Poor fellow! he spoke lightly, in the buoyancy of youth and a confident spirit, of the fate he little thought to meet, but which too surely overtook him -not indeed by Indian blade, but by the no less deadly stroke of disease. Another motive, besides that love of rambling and adventure, which, once conceived and indulged, is so difficult to eradicate, impelled him across the Atlantic. He had for some time been out of health at intervals, and he thought the air of his beloved prairies would be efficacious to work a cure. In a letter to a friend, in the month of May last, he thus referred to the probable origin of the evil :
“ I have been confined to my room for many days, from the effects of an accident I met with in the Rocky Mountains, having been spilt from the bare back of a mule, and falling on the sharp picket of an Indian lodge on the small of my back. I fear I injured my spine, for I have never felt altogether the thing since, and shortly after I saw you, the symptoms became rather ugly. However, I am now getting round again.”

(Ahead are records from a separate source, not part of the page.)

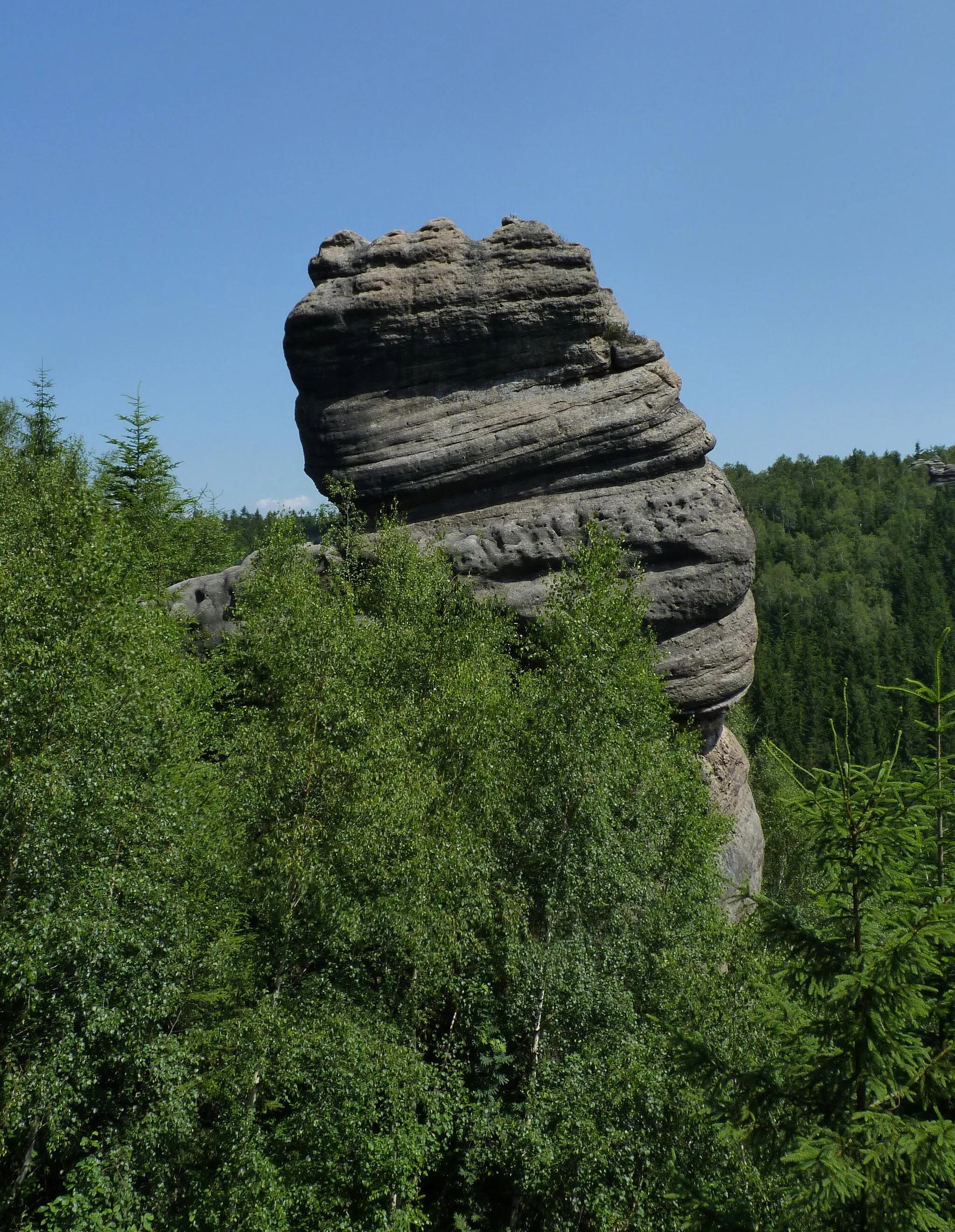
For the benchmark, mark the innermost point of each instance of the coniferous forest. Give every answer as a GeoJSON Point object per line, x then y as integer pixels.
{"type": "Point", "coordinates": [394, 914]}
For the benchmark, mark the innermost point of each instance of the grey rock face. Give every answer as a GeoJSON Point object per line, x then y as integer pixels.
{"type": "Point", "coordinates": [727, 770]}
{"type": "Point", "coordinates": [493, 391]}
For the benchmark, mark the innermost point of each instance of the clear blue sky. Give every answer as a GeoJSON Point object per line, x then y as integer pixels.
{"type": "Point", "coordinates": [767, 187]}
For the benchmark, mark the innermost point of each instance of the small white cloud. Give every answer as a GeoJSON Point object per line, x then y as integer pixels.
{"type": "Point", "coordinates": [270, 505]}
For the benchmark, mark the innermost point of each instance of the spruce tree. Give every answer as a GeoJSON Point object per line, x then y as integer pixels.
{"type": "Point", "coordinates": [863, 1071]}
{"type": "Point", "coordinates": [136, 475]}
{"type": "Point", "coordinates": [42, 427]}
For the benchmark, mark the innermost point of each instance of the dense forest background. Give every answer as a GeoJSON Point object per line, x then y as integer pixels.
{"type": "Point", "coordinates": [391, 914]}
{"type": "Point", "coordinates": [856, 582]}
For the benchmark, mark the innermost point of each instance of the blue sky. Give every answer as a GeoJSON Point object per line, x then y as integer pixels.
{"type": "Point", "coordinates": [768, 189]}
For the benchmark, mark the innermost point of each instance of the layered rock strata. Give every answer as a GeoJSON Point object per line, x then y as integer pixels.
{"type": "Point", "coordinates": [493, 391]}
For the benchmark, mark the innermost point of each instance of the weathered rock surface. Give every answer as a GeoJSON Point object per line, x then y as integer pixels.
{"type": "Point", "coordinates": [493, 391]}
{"type": "Point", "coordinates": [727, 772]}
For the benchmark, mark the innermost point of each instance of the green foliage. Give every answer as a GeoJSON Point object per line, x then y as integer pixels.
{"type": "Point", "coordinates": [856, 580]}
{"type": "Point", "coordinates": [252, 530]}
{"type": "Point", "coordinates": [10, 422]}
{"type": "Point", "coordinates": [115, 859]}
{"type": "Point", "coordinates": [384, 914]}
{"type": "Point", "coordinates": [41, 427]}
{"type": "Point", "coordinates": [484, 869]}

His medical advisers shared his opinion that he had sustained internal injury from this ugly fall; and it is not improbable that it was the remote, but real cause of his dissolution. Up to this time of writing, (21st October, however, no details of his death have reached his afflicted friends, nor any account of it, other than that given by the public journals. From whatsoever it ensued, it will be a source of deep and lasting regret to all who ever enjoyed opportunities of appreciating the high and sterling qualities of George Frederick Ruston. Few men, so prepossessing on first acquaintance, gained so much by being better known. With great natural abilities, and the most dauntless bravery, he united a modesty and gentleness peculiarly pleasing. Had he lived, and resisted his friends repeated solicitations to abandon a roving life, and settle down in England, there can be little doubt that he would have made his name eminent on the list of those daring and persevering men, whose travels in distant and dangerous lands have accumulated for England, and for the world, so rich a store of scientific and general information. And, although the few words we have thought it right and becoming here to devote to his memory, will doubtless be more particularly welcome to his personal friends, we are persuaded that none will peruse without interest this brief tribute to the merits of a gallant soldier, and accomplished English gentleman.